Echinococcus multilocularis: A fatal tapeworm infection in a dog

Amanda Mansz

Animal Health Laboratory, University of Guelph, Guelph, ON

AHL Newsletter 2022;26(4):22.

A 2-year-old male neutered Boxer dog presented to the referring veterinarian for abdominal distention and lethargy.  Through various tests, including PCR, the dog was diagnosed with multiple hepatic/abdominal Echinococcus multilocularis parasitic cysts.  After attempted treatments with alcohol ablation of the cysts without recovery and continued decline, humane euthanasia was elected.

At postmortem, there was compression of all abdominal organs by three large fluid-filled cysts (Fig. 1A). All cysts had a mottled white and red, nodular, heavily vascularized fibrous capsule.  The cyst walls were thick and spongy with numerous fluid-filled pockets, and multiple foci of necrosis.  The largest cyst measured 22.0 cm x 17.0 cm x 18.0 cm, and two of the three cysts nearly replaced the left medial and caudate process of the caudate lobes of the liver (Fig. 1B).  The third cyst was located within the mesentery of the abdomen.  There were many abdominal adhesions and generalized enlargement of all abdominal lymph nodes.

Histological sections of the cysts revealed massive regions of necrosis, and inflammation characterized by fragmented, eosinophilic hyaline membranes with numerous deeply basophilic calcareous corpuscles.  Outlines of metacestode protoscoleces with few distinguishable refractile parasite rostellar hooks, fibrin, cellular debris, epithelioid macrophages, neutrophils and fibrosis were also present. 

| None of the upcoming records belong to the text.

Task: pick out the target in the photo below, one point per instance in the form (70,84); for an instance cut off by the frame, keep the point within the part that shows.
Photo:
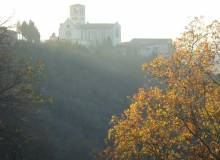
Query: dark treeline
(88,87)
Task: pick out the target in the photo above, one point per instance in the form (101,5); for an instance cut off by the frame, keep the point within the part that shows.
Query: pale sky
(138,18)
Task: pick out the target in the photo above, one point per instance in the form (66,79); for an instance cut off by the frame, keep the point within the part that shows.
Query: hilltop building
(76,30)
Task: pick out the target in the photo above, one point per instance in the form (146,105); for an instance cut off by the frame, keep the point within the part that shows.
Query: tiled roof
(97,25)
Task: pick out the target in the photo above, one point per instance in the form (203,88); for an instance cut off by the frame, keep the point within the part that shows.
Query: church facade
(75,29)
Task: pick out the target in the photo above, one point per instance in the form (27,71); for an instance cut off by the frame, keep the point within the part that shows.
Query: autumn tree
(180,117)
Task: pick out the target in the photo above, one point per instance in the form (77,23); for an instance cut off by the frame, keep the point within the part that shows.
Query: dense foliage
(180,117)
(88,86)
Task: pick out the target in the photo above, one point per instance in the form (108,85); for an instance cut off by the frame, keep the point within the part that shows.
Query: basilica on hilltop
(76,30)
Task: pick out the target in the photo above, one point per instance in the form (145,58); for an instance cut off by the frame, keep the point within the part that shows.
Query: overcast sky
(138,18)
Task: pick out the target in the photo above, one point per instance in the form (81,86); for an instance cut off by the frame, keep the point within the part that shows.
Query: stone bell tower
(77,13)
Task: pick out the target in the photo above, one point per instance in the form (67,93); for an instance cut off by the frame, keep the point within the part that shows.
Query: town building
(76,30)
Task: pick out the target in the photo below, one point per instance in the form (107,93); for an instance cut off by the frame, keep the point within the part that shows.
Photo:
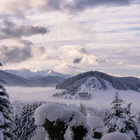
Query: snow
(95,122)
(99,100)
(49,111)
(138,127)
(1,136)
(77,118)
(1,119)
(115,136)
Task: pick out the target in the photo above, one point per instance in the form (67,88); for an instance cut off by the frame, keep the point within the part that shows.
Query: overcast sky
(71,36)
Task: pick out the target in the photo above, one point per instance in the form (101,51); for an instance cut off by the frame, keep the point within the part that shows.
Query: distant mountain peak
(91,81)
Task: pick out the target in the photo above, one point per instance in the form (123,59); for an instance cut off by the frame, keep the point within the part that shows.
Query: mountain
(15,80)
(26,73)
(86,83)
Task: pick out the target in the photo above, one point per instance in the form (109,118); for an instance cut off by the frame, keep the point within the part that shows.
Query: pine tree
(6,120)
(130,127)
(137,131)
(115,115)
(25,123)
(120,119)
(83,109)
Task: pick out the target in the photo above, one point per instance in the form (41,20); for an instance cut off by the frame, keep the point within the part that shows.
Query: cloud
(20,7)
(15,54)
(77,60)
(12,30)
(80,5)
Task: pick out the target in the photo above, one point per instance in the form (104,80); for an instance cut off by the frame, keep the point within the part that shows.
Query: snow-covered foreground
(99,100)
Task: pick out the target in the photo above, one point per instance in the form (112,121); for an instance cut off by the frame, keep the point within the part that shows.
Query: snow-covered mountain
(15,80)
(85,84)
(26,73)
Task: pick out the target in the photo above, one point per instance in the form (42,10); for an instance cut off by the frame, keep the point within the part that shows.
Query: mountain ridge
(89,82)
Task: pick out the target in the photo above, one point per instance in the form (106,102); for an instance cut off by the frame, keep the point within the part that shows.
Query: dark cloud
(12,30)
(14,6)
(15,54)
(79,5)
(77,60)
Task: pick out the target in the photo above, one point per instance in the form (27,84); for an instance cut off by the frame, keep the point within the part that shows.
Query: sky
(71,36)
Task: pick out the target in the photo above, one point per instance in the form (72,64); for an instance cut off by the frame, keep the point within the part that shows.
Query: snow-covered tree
(6,119)
(137,132)
(40,134)
(25,123)
(55,119)
(115,117)
(120,119)
(83,109)
(115,136)
(130,127)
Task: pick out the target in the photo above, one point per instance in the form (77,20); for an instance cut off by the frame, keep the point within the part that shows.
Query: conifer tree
(115,114)
(121,119)
(25,123)
(83,109)
(6,120)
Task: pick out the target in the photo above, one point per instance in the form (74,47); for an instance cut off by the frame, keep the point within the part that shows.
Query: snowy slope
(26,73)
(99,100)
(85,84)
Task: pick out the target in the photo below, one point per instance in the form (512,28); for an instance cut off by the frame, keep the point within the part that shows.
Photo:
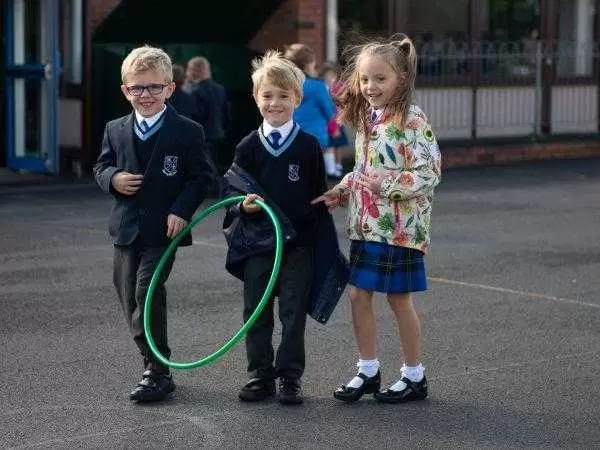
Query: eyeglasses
(138,90)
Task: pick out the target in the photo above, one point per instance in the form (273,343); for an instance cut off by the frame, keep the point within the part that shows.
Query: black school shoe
(155,386)
(290,391)
(257,389)
(370,386)
(414,390)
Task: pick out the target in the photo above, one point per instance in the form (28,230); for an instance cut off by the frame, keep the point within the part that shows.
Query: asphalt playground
(511,329)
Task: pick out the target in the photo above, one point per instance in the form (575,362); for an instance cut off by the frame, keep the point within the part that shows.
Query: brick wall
(513,153)
(294,21)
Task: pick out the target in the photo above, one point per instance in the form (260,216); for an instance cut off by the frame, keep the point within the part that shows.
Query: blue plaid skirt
(380,267)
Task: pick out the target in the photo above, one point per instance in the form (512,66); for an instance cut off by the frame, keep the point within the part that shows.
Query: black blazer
(176,179)
(250,234)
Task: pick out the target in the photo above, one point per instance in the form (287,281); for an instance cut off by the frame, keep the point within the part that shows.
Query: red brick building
(479,79)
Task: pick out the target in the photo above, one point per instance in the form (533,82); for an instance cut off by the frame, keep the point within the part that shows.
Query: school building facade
(501,80)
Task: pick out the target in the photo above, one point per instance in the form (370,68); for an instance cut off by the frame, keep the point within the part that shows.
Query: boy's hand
(127,183)
(331,198)
(248,205)
(174,225)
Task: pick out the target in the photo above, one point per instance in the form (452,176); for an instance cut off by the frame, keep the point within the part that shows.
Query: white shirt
(284,130)
(152,119)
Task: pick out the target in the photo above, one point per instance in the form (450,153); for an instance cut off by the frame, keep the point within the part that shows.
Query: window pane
(440,31)
(509,37)
(575,47)
(361,18)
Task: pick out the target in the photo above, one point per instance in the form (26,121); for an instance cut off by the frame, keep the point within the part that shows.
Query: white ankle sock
(368,367)
(413,373)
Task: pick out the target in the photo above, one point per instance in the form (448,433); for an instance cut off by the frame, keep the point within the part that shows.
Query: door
(31,82)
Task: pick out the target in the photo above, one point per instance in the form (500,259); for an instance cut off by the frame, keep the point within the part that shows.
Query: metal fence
(500,89)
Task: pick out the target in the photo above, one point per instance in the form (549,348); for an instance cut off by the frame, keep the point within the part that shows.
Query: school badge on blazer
(294,172)
(170,165)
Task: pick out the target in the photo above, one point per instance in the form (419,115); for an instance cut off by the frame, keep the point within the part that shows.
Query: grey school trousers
(133,267)
(293,290)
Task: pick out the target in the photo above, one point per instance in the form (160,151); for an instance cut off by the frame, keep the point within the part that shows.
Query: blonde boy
(154,165)
(284,165)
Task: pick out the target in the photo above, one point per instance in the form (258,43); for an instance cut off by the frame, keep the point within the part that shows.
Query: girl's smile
(378,80)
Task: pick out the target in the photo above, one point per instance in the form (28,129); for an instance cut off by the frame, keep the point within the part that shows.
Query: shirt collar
(284,129)
(152,119)
(378,113)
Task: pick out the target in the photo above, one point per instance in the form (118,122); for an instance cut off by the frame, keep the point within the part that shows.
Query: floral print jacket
(410,161)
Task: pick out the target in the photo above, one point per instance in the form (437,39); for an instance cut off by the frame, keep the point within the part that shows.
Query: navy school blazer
(176,180)
(247,236)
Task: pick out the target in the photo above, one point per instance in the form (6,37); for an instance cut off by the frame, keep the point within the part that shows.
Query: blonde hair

E. multilocularis is a zoonotic tapeworm found in North America and Europe, and is considered endemic in wildlife within defined regions of Canada.  Wild canids (primarily foxes and coyotes) serve as the definitive host for the parasite.  Adult tapeworms reside in the small intestine of these species, and the eggs passed in feces are immediately infective to intermediate hosts (mainly small rodents).  Parasitic cysts filled with larvae grow within the abdominal organs of the intermediate rodent hosts.  The rodent is then ingested by a wild canid, and the lifecycle begins again.

Domestic dogs are also considered to be a definitive host; however, deviations to the life cycle can occur, causing domestic canines to develop cysts (often hepatic) with intermediate parasite stages.  E. multilocularis poses a potentially fatal zoonotic risk, as humans can become infected and develop parasitic cysts by ingesting eggs shed by an infected domestic dog.   AHL

Figure 1.  E. multilocularis cysts.  A. Multiple hepatic and mesenteric cysts in situ within the abdominal cavity.  B. Two large cysts replacing liver lobes and a third mesenteric cyst.

Figure 1.  E. multilocularis cysts.  A. Multiple hepatic and mesenteric cysts in situ within the abdominal cavity.  B. Two large cysts replacing liver lobes and a third mesenteric cyst.